The abrupt ending was perhaps the most frustrating part. It doesn't even end, cutting off at what feels like the halfway point so the story can presumably continue in forthcoming updates. But who wants to see more? I certainly don't, and I've spoken with at least 23 other players who feel the same way. We've essentially paid full price for half a game, with the promise that the rest might arrive someday. This trend of treating games as perpetual services rather than complete experiences is damaging player trust and artistic integrity.

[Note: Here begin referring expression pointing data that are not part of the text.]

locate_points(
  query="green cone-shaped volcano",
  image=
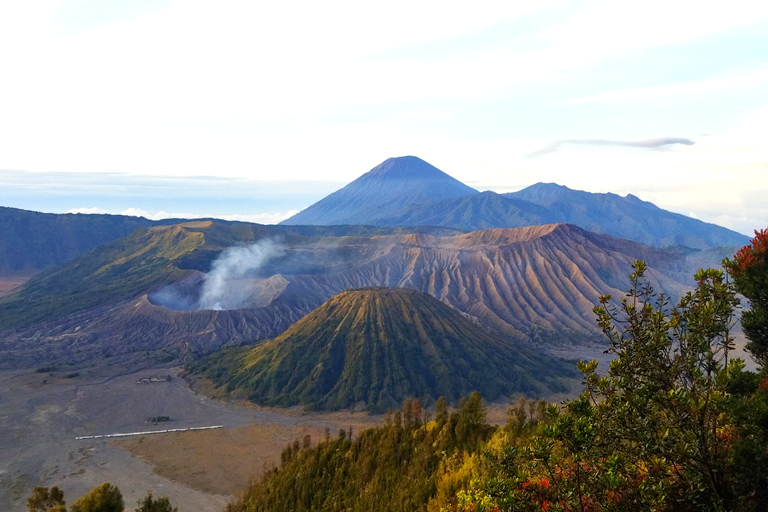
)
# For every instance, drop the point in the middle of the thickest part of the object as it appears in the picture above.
(374, 347)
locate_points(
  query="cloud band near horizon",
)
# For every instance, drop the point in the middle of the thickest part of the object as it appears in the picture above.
(644, 143)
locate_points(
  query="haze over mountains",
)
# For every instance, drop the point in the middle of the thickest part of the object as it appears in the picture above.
(439, 200)
(146, 296)
(131, 297)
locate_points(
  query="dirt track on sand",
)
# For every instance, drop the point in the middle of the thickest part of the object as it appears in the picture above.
(41, 414)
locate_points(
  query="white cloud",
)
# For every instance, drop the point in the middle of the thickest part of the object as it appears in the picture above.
(665, 91)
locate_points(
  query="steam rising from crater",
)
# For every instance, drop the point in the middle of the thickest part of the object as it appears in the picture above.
(225, 286)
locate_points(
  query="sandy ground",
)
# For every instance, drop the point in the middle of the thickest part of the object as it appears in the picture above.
(42, 414)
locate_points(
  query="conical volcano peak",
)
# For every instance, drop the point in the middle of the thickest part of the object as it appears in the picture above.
(383, 191)
(377, 346)
(407, 168)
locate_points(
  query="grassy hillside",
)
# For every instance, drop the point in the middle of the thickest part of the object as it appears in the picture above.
(120, 270)
(32, 241)
(374, 347)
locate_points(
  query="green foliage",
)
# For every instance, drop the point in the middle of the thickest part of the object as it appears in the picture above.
(117, 271)
(43, 499)
(104, 498)
(749, 269)
(150, 504)
(392, 467)
(673, 426)
(377, 347)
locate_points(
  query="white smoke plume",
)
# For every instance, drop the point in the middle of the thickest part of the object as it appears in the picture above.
(224, 287)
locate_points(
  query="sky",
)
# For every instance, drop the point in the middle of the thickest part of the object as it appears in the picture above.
(254, 110)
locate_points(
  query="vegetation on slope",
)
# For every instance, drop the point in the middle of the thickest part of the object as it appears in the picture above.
(389, 468)
(674, 425)
(33, 241)
(375, 347)
(120, 270)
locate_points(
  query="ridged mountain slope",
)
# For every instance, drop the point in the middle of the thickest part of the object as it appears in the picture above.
(32, 241)
(485, 210)
(627, 217)
(375, 347)
(536, 284)
(384, 190)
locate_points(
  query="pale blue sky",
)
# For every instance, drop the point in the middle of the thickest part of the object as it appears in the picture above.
(284, 102)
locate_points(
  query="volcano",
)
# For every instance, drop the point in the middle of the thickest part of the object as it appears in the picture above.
(374, 347)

Here's where my personal preference comes into play - I believe games should respect players' time. The First Descendant demands approximately 60-80 hours to complete all current content, which represents a significant time investment. If I'm going to dedicate that much time to a game, I want a satisfying narrative payoff, not an advertisement for future DLC. The best way to experience The First Descendant's narrative is by skipping it entirely, which is a damning indictment of its storytelling quality. I found myself actually enjoying the gameplay more when I stopped paying attention to the story altogether - the combat mechanics are solid, the graphics are beautiful, and the loot system is engaging enough to keep you playing despite the narrative shortcomings.

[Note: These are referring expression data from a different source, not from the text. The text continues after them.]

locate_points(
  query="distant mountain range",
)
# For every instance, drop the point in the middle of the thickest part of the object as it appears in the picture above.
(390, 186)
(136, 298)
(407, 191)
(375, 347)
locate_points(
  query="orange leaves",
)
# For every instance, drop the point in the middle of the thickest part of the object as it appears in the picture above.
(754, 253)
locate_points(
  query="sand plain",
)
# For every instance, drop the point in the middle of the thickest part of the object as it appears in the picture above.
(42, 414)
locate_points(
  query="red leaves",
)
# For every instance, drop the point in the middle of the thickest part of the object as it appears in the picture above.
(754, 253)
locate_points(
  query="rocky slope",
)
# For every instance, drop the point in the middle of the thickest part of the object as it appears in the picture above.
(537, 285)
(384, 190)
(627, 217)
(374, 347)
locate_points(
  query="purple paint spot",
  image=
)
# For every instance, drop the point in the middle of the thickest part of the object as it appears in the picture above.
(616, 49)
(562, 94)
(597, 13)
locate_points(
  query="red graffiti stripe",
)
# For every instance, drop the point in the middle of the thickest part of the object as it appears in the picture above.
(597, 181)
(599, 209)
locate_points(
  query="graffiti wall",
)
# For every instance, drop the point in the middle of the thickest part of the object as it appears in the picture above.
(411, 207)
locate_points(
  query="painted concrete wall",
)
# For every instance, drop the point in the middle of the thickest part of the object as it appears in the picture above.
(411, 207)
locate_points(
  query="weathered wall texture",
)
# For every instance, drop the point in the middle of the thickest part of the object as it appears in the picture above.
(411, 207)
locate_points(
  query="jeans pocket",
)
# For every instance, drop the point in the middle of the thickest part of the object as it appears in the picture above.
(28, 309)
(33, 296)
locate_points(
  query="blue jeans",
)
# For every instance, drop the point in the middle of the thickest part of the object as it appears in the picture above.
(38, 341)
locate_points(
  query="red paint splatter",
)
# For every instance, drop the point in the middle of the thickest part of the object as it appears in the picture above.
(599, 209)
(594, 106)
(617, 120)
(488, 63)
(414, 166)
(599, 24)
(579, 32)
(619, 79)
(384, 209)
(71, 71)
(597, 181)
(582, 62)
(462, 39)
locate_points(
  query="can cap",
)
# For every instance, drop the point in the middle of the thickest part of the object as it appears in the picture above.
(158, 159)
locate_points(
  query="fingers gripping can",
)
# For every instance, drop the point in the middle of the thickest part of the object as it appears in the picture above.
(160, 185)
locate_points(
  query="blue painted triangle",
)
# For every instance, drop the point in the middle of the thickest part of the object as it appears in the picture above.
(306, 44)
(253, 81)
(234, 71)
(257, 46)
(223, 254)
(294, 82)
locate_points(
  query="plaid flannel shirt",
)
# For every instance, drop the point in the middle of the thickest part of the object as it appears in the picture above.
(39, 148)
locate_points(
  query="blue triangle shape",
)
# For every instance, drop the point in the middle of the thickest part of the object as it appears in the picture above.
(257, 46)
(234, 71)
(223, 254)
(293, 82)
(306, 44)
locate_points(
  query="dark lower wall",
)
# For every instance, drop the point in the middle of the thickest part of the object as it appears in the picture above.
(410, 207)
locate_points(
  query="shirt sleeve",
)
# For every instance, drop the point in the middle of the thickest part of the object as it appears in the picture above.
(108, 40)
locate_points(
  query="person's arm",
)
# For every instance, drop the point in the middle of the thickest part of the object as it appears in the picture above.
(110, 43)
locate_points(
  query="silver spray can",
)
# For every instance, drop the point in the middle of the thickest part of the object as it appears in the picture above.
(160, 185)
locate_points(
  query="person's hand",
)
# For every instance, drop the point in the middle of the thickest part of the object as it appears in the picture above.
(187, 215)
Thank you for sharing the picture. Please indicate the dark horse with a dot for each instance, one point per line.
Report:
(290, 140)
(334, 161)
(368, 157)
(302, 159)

What worries me is that this approach might become industry standard. We're already seeing other major publishers adopt similar "story-light, gameplay-heavy" models. While gameplay should always be the foundation of any game, narrative provides the emotional context that transforms good games into memorable experiences. The First Descendant could have been incredible with proper storytelling - the worldbuilding foundations are there, buried beneath all the jargon and incomplete plot threads. As someone who's completed over 300 games in the last decade, I can confidently say that narrative coherence separates good games from great ones. The gaming industry needs to rediscover the art of storytelling before we're all just skipping through cutscenes to get to the next gameplay segment.